O nevoeiro dissipa-se e de um momento para o outro dá por ambos no seu quarto, no seu apartamento, em pé ainda, junto à sua cama.
- Que raio?
O homem sorri.
- Assim estás localizado no espaço. Menos uma coisa a preocupar-te.
- Isto não é real.
- Nem deixa de o ser.
- Isto não é a minha casa.
- Claro que é. O teu apartamento. A tua cama. Casa.
- Mas eu não vivo aqui.
- Disseste que querias estar em casa, e estás. Não disseste que querias estar onde vives.
- É a mesma coisa.
- Não. Isto é casa. A tua casa. O teu lar.
- Não é aqui que eu vivo ha quase um ano.
- E nunca deixou de ser casa. Tu sabes disso, ou não seria aqui que estaríamos.
- Enfim... que queres?
- Eu? Nada de especial. Queria ver-te. Saudades sabes?
- Tu? Saudades?
- Sim, qual é o espanto?
- Nada. Não faz parte do que me lembro de ti.
- Tu mudaste. Eu mudei. Simples.
- Que queres tu dizer com isso?
- Estas perdido de novo, e a precisar de mim. Como sempre, aqui estou.
- Nunca apareces quando eu preciso. Apareces quando te apetece.
- Errado. Eu só apareço exactamente quando tu precisas de mim. Já devias saber disso há muito tempo. Na verdade, acho que nunca precisaste tanto de mim como neste momento.
- Porque dizes isso?
- Porque tu estás a ser casmurro que nem uma mula.
- Caralho, explica-te.
Novo sorriso no rosto do homem, que se dirige à cama e se senta nela.
- O que estás tu a fazer?
- Em que sentido?
- Em todos.
- Não sei o que te responder a isso.
- Mas eu sei. Estás a fugir de ti, a exilar-te de ti próprio. A fugir de casa, o que é extremamente irónico quando tu vivias sozinho.

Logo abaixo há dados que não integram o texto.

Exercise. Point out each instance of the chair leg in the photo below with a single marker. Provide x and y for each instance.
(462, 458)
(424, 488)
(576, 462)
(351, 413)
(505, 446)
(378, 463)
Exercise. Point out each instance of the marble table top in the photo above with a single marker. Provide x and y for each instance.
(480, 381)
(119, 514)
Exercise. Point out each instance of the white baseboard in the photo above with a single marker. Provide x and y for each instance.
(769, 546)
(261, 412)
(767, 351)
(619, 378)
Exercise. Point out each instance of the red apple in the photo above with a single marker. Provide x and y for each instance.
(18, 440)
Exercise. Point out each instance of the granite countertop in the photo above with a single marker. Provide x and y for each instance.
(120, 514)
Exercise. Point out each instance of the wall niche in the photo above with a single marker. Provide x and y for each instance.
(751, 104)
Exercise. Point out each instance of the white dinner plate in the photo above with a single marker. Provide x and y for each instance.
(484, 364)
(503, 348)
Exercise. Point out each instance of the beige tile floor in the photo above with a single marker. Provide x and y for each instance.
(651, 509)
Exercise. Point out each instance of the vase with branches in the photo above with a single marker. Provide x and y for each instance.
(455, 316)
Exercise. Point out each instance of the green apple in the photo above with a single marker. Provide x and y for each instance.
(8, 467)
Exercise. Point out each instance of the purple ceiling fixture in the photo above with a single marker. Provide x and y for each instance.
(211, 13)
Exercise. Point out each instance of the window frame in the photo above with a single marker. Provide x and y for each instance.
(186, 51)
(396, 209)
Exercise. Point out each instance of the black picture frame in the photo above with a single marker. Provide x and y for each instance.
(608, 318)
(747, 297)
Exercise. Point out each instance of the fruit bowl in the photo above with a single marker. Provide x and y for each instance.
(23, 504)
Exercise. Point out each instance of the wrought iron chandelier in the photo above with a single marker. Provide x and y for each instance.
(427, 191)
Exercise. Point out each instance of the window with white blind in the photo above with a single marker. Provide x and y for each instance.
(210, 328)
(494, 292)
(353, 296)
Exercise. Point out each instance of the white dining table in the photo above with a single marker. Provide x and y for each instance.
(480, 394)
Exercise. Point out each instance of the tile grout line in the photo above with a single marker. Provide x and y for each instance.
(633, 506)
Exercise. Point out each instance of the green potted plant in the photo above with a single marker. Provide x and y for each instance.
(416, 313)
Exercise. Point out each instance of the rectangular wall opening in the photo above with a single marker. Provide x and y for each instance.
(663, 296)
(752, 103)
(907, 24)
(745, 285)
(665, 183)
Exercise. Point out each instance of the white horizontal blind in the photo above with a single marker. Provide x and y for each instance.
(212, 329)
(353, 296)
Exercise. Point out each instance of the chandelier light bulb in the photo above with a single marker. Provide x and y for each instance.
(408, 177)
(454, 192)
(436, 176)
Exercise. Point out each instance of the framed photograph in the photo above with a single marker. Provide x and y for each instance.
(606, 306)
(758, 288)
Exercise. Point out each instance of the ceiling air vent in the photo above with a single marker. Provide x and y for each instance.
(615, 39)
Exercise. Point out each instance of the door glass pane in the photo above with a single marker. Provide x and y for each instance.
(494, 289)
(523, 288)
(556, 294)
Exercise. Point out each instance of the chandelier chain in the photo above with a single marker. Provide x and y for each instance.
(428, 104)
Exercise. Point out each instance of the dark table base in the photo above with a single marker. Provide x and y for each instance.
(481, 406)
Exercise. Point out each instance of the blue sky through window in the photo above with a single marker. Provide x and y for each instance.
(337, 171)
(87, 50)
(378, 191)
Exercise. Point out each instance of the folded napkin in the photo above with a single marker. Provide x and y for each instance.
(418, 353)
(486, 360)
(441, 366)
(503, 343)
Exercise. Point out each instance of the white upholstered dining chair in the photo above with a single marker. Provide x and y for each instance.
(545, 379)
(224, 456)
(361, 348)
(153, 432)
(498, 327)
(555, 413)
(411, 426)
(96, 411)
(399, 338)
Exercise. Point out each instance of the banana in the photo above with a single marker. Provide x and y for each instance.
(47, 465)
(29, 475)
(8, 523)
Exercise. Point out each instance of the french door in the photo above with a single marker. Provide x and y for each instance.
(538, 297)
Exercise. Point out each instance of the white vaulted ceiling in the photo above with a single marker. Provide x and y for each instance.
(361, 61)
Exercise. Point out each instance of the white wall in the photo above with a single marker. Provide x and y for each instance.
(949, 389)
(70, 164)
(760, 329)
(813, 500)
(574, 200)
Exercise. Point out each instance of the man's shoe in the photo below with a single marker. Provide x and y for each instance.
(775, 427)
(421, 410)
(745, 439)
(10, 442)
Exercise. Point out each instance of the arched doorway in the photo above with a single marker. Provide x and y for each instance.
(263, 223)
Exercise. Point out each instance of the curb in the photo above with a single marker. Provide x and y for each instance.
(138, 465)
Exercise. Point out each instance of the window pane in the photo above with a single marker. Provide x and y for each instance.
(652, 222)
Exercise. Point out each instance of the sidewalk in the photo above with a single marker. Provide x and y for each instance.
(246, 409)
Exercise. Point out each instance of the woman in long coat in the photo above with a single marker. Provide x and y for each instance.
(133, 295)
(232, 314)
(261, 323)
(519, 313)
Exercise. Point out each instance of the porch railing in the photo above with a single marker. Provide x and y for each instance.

- Não estou a fugir de nada.
- Estás. Estás a fugir de ti mesmo, a agarrar-te estupidamente a um passado que não é real. Estás a viver o que te tentaram incutir, a sofrer por aquilo que não fizeste, e a impedir-te a ti mesmo de viver. Estás a fugir da tua cidade, a escapar das memorias que esta te trás, em vão, quando estás a deixar que estas se apoderem de ti, e pior, estás a deixar que a tua mente distorça a realidade para servir propósitos que não são os teus. Nunca precisaste tanto de um par de chapadas de bom senso como agora, e tu fizeste muita merda.
- Continua.
- Estás a gostar de ouvir, é?
- Nem por isso.
- Eu sei. A verdade dói, e é por isso que tu me pedes para continuar. Esperas que te diga o que fazer. Bem, tu sabes o que fazer.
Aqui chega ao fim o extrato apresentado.